Keadaan ini diamati oleh Prabu Kresno dengan geram karena merupakan noda terhadap perang suci Barata Yudha. Beliau perintahkan kepada Werkudara untuk memusnakan raja, gajah yang ditumpanginya dan sekaligus menjadikan peristiwa itu suatu kesempatan perang urat syaraf melawan Panglima Pendeta Durna yang sangat mampu memimpin pasukan. Kalau Raja dan pasukan elitnya mati, Petruk dan Bagong diminta berteriak bahwa Aswotomo yang namanya milik Raja perampok, anak Pendita Durna gugur dalam laga.

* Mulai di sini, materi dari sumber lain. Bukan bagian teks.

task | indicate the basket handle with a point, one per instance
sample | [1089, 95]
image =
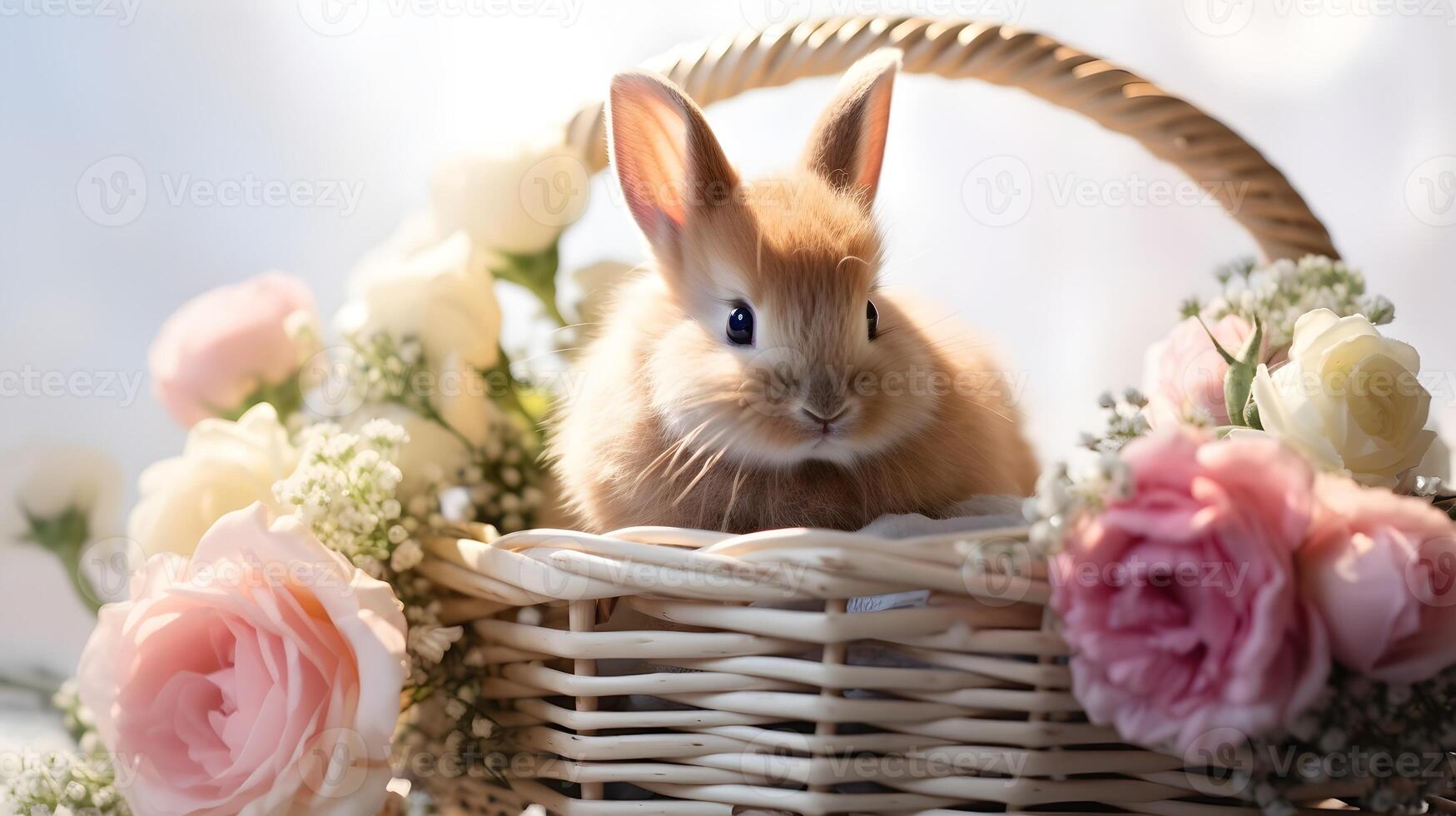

Berarti berita raja dan anak pendeta Durna mati bersama dalam pertempuran dengan jelas menggema di Medan Laga dan menggoncang semangat Durna yang sangat mencintai anakya.
Pendeta Durna yang sangat sayang pada anaknya itu mendengar teriakan nyaring dan gegap gempita di Medan laga dengan jelas dan sangat tergunvang. Begawan Durna karena goncangan itu kehilangan konsentrasi, lengah dan tidak waspada sehingga ditebas kepalanya gugur di medan Laga. Dengan cara demikian Begawab Durna gugur dalam Barata Yudha bukan karena pertempuran tetapi karena reka yasa akal-akalan Astina terkecoh tipu muslihat. Siasat tipu muslihat itu berhasil sehingga Begawan Durna lengah dan gugur dalam pertempuran dipenggal kepalanya tanpa pertempuran.